# tube blackening



## Gary Beasley (Sep 9, 2012)

Is there an easy process for chemical blackening of the brass tubes? I'd like to try and get around some of the problems caused by the black paint not staying put. Would powder coating be a viable process for this work or is that overkill?


----------



## skiprat (Sep 9, 2012)

I think Indy Pen Dance sell blackening stuff.


----------



## leehljp (Sep 9, 2012)

"Brass Ager". I got some from Indy Pen Dance (before they were under that name) and it works great. They even shipped it to me in Japan - when I was there.


----------



## wee willie (Sep 9, 2012)

gun blue


----------



## schreiber (Sep 9, 2012)

Curious if liver of sulphur will work?


----------



## Drstrangefart (Sep 9, 2012)

I think CeraKote may be the answer. You mix it for any color you want with regular mica powder, and it's good enough to use on a gun slide with no ill effects.


----------



## avbill (Sep 9, 2012)

I use a black shoe dye.  stains the brass tubing beauty


----------



## A10GAC (Sep 9, 2012)

Check out Steve Ramsey's video over on Woodworking for Mere Mortals I'm a little unclear why he sprays the brass with water, but ammonia fumes will turn brass a blackish/green.


----------



## Gary Beasley (Sep 10, 2012)

That should be an easy one to try. I wonder if the color stays black and doesn't go to the green patina normally associated with copper?


----------



## frank123 (Sep 10, 2012)

If you want to make them black you can use the Dupli-Color high heat ceramic paint and bake them in an oven for a half hour or so.

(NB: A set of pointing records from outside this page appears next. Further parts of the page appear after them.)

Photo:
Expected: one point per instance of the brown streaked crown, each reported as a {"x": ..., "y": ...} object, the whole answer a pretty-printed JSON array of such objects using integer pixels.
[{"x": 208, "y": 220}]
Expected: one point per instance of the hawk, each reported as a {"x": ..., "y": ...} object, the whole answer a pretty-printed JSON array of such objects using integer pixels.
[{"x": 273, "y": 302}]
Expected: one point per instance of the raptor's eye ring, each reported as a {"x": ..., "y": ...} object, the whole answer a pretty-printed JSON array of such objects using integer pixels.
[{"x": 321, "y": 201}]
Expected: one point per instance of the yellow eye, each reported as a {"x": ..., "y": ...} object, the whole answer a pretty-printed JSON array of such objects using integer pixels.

As high a temp as you want.

I've used this for gun finish and found it as good as any spray on gun finish and far cheaper and easier to use, and it's a very tough and thin coat when cured by baking.  

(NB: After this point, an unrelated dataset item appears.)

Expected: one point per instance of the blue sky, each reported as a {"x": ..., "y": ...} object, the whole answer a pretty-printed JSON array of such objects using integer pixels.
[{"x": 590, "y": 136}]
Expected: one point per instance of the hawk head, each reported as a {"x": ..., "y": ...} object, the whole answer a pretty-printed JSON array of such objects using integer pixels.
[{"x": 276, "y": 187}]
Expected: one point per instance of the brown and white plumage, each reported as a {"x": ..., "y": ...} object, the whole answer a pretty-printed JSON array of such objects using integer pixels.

Of course it is only useful if you want non glossy black (unless other colors have been added since last time I bought it.  A single can goes a long way.).


----------



## joefrog (Oct 17, 2012)

I'd check with your local craft store -- Michael's, Hobby Lobby, etc.  They should have something!


----------



## Lenny (Oct 17, 2012)

*?*

When using brass ager what is the prfered method?

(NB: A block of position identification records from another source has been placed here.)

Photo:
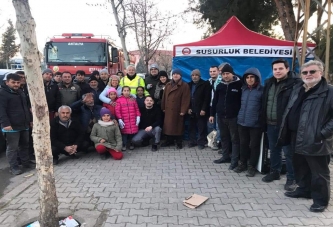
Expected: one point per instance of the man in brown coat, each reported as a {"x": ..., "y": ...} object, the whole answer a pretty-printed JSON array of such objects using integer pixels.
[{"x": 175, "y": 104}]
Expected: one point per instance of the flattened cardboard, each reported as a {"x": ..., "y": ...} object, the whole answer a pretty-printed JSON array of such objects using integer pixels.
[{"x": 194, "y": 201}]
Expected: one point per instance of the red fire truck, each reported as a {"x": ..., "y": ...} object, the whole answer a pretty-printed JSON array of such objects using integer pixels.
[{"x": 82, "y": 51}]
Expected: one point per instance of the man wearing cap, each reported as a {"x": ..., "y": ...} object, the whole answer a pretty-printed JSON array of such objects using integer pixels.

I pour some in an old pill bottle and drop the tubes in for 4 or 5 minutes .... then pull them out to drain off. What next ? Rinse them off? Just let them set to dry on their own? Or wipes them with a paper towel? How long should you wait before gluing them into blanks?

Thanks!


----------



## warthog (Oct 17, 2012)

I use a fat Sharpie marker...works great for me.


----------



## Gilrock (Oct 17, 2012)

I used the Brass Ager from Indy-Pen-Dance and it worked great.  Its been a few months but I don't remember leaving it in the solution very long.  I put the tube onto something like a rubber stopper to hold it while I dipped it.  I would just dip it for 5 seconds and pull it out and look at it.  Repeated until I liked how it looked.  I thought it was less than a minute...maybe 30 seconds.  I'm not sure of the preferred method but it is being colored due to a chemical reaction so rinsing in water should help stop the reaction and then just dry it off and it should be good to go.


----------



## Lenny (Oct 17, 2012)

Gilrock said:


> I used the Brass Ager from Indy-Pen-Dance and it worked great. Its been a few months but I don't remember leaving it in the solution very long. I put the tube onto something like a rubber stopper to hold it while I dipped it. I would just dip it for 5 seconds and pull it out and look at it. Repeated until I liked how it looked. I thought it was less than a minute...maybe 30 seconds. I'm not sure of the preferred method but it is being colored due to a chemical reaction so rinsing in water should help stop the reaction and then just dry it off and it should be good to go.


 
So would allowing it to set without rinsing it off allow the chemical process to continue and thus darken a little more? I just used some for the first time yesterday and I haven't had time to experiment.


----------



## Gilrock (Oct 17, 2012)

Lenny said:


> Gilrock said:
> 
> 
> > I used the Brass Ager from Indy-Pen-Dance and it worked great. Its been a few months but I don't remember leaving it in the solution very long. I put the tube onto something like a rubber stopper to hold it while I dipped it. I would just dip it for 5 seconds and pull it out and look at it. Repeated until I liked how it looked. I thought it was less than a minute...maybe 30 seconds. I'm not sure of the preferred method but it is being colored due to a chemical reaction so rinsing in water should help stop the reaction and then just dry it off and it should be good to go.
> ...


 
I really don't know....I got my worst grade in Chemistry in college.


----------



## IPD_Mr (Oct 17, 2012)

Lenny - It will get black black if you leave it in say, over night.  The problem with that is there is not much difference between ten minutes and ten hours.  The longer the brass is in the solution the more it wears the solution out rendering it innate eventually.  Let the tube air dry after you are done then wipe it down with a paper towel.  You may have to repeat the process depending on how dark it needs to be.


----------



## Lenny (Oct 17, 2012)

Thanks Mike! 
The last one I tried I did put back in a second time and it seemed to be more evenly colored.


----------